RCTs likely won’t lose their perch as the gold standard anytime soon, for evaluating psychedelics or anything else. But they could be supplemented with other kinds of studies that would broaden our understanding of how psychedelics work, Matt Butler, a neuroscientist at King’s College London, told me. Scientists are already trying open-label trials, where participants know which treatment they’re getting, and measuring expectations along with treatment effects. Descriptive studies, which track how treatments are working in actual clinics, could provide a richer picture of what therapeutic contexts work best. “These levels of evidence aren’t as good as RCTs,” Butler said, but they could help deepen our understanding of when therapies that don’t conform to RCTs could be most helpful.

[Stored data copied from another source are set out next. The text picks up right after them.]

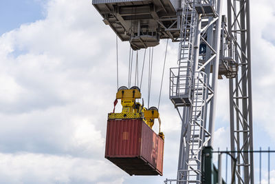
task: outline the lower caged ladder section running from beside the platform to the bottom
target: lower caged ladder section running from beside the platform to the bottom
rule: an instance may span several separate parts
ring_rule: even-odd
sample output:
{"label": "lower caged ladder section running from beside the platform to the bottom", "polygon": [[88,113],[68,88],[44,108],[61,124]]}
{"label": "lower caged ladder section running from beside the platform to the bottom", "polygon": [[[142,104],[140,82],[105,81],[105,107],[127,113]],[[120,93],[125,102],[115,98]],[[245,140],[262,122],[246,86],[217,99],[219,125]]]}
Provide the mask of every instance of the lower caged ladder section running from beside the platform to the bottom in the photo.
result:
{"label": "lower caged ladder section running from beside the platform to the bottom", "polygon": [[186,134],[186,170],[181,170],[185,183],[201,183],[201,151],[204,141],[203,107],[206,103],[206,74],[194,72],[192,105]]}

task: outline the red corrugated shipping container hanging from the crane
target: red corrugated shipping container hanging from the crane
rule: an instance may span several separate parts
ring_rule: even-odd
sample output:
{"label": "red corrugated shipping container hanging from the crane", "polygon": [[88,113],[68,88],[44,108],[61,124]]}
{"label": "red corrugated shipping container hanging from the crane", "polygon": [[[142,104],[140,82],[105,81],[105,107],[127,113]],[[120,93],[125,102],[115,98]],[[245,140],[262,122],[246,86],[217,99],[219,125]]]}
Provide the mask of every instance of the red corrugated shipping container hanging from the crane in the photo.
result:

None of this is to say that Lykos’s flawed RCT data will be enough to convince the FDA’s advisers that Americans with PTSD should be offered MDMA. Several groups, including the American Psychiatric Association, have expressed concern about the trials ahead of the advisory meeting. In addition to the unblinding issue, claims that therapists encouraged participants to report favorable results and hide adverse events prompted the Institute for Clinical and Economic Review to release a report casting doubt on the studies. Lykos CEO Amy Emerson pushed back in a statement, saying, “We stand by the quality and integrity of our research and development program.” Still, some researchers remain worried. “If this sets a precedent that these trials are acceptable data, what does that mean for the future?” Suresh Muthukumaraswamy, a neuropharmacologist at the University of Auckland, told me.
The recent past suggests that blinding may not be a deal-breaker for the FDA. In 2019, the agency approved Spravato esketamine nasal spray—a version of ketamine—for the treatment of depression despite concerns about unblinding in the drug’s clinical trials. And the FDA worked with Lykos to design the MDMA-therapy trials after designating it a breakthrough treatment in 2017. In an email, an FDA spokesperson told me that blinded RCTs provide the most rigorous level of evidence, but “unblinded studies can still be considered adequate and well-controlled as long as there is a valid comparison with a control.” In such cases, the spokesperson said, regulators can take into account things like the size of the treatment effect in deciding whether the treatment performed significantly better than the placebo.
Even if the FDA is on board, rolling out psychedelic therapies before scientists fully understand the interplay among expectation, therapy, and drugs could mean missing an opportunity to force companies to provide data that would meaningfully advance the study of these drugs, Muthukumaraswamy said. It also risks undermining these treatments in the long run. If sky-high expectations are ultimately fueling the positive results we see now, the FDA could end up approving a treatment that becomes less effective as its novelty wears off. That’s especially true if we’re missing key components of what makes these treatments work, or what puts people at risk for bad experiences. To better answer those questions—for psychedelics and other psychoactive drugs—we may need studies that go beyond the gold standard.